Does anyone still believe there is a long-term future in traditional UI/UX?
It feels like a lot of attention is still going into landing pages, dashboards, and CRUD apps, while overlooking a bigger shift where fewer people will actually need to interact with those interfaces directly when the same tools can perform the underlying tasks automatically, without much UI at all.
So the bigger question is does UI/UX evolve into something else, or does a large part of it simply disappear?
I might be a bit too early.
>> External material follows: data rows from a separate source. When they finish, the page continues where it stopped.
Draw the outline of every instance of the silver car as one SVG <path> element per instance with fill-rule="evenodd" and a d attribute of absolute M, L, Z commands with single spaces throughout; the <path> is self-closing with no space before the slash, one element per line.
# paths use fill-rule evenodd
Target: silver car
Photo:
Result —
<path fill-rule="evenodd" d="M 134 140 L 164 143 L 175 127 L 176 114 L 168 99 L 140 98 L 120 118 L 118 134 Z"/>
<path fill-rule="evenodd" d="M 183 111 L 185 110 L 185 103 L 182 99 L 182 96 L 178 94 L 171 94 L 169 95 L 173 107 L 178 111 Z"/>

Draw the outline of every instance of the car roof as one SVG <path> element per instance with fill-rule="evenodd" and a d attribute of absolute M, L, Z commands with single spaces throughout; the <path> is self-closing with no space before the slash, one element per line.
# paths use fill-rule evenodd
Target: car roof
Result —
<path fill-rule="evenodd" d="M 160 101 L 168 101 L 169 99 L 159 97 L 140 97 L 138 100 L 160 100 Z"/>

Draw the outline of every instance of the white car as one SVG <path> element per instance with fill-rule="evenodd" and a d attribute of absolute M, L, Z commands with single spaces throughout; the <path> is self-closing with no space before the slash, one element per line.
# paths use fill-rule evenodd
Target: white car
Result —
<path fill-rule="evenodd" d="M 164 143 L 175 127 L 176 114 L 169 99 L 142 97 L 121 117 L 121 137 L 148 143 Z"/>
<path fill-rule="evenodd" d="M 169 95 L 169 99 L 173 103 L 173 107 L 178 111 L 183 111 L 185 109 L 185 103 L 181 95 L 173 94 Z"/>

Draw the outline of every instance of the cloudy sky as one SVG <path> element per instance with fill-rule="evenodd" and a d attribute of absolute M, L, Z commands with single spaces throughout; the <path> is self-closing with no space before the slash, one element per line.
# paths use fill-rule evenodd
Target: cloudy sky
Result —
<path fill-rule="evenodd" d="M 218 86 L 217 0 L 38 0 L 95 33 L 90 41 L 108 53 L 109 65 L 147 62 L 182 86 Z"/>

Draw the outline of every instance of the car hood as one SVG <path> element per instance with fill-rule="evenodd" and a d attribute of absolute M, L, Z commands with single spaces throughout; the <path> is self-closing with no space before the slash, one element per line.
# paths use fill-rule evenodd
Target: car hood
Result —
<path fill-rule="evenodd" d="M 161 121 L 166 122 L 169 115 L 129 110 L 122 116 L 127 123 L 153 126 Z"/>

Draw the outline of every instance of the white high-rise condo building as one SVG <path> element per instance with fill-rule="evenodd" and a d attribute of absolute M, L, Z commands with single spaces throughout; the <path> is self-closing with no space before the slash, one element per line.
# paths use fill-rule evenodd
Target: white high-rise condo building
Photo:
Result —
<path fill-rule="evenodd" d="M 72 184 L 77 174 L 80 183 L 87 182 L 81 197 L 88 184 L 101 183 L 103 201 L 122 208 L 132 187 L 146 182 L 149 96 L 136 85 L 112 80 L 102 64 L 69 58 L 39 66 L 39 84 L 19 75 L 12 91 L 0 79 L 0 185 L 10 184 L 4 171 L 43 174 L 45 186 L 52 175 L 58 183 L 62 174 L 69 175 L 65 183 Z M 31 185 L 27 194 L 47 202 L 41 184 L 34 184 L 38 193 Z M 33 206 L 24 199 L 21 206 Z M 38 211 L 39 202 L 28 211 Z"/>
Recently I started a project and decided to skip all of that and focus to make it more friendly to AI agents and frankly so far it has been great purely from user experience but also what it delivers.
I wonder how does it compare to mobileboost.io, which has been used by some companies like Duolingo?
Does it work of mobile native applications or expo apps that have native modules?
Pricing question, the usage on the plans seems low considering in the demo you said that you have 25 tests per pr which would mean you get only 10 PRs per month on the hobby plan?
I'm curious how your mobile testing compares to https://revyl.com
I've been experimenting with Revyl and it's really nice. I think this agent-driven testing is the future.
Seems interesting, but I wonder about this
> Traditional E2E tests are slow to set up and expensive to maintain.
Isn't this just using agents to create e2e tests or is there some better new approach I'm missing?
Love using tester army to validate PRs against my preview environment. Skips the manual check much of the time and helps me ship more confidently.
What are people using to test mobile apps on self hosted infrastructure nowadays? Is there a solution that's not super heavy and/or slow?
The most flaky tests possible as a service. Everyone knows that no tests are better then unreliable tests.
Hey, I just gave it a try and ran a quick test on booking.com. It took ~3 mins for a basic test. Do you cache the test steps so that future runs are faster and they don't call LLMs for the subsequent runs?
Also your current pricing is $300 for 1K tests which means $0.3 for each test. We tried out playwright mcp and it easily consumes 1M+ tokens for a test with ~20 steps (including image input). So with this pricing are you guys default alive?
Also is there a benchmark which you ran to prove the efficacy of your testing agent? because in the current stage it is a trust me bro kinda thing.
Does it support testing on all Apple platforms (macOS, iOS, iPadOS, watchOS, tvOS, and visionOS)?
This is a solved problem, there are many that do this. Can't believe YC would fund this in 2026.
System requirements please
Congratulations on launch, I’ve been tracking your progress since you’ve been accepted for spring batch.
Always happy to see cool products from Poland! :)
not sure the pain point you mentioned resonate. with LLMs its very easy to do E2E testing. also I feel uneasy about outsourcing this part with all the security issues these days.
[flagged]
[flagged]
[flagged]
[dead]
[flagged]
[flagged]
[flagged]
[flagged]
[dead]
[dead]
[flagged]
[flagged]
E2E tests are now quick to write due to LLMs, and are then deterministic AND cheap to run. How would this compare to the token costs of running an agent the whole time for each test? How do you make sure results stay stable regardless of the nondeterministic nature? Do customers still need to create test cases - any way to import from test case management system - based on which they could have already generate e2e tests locally?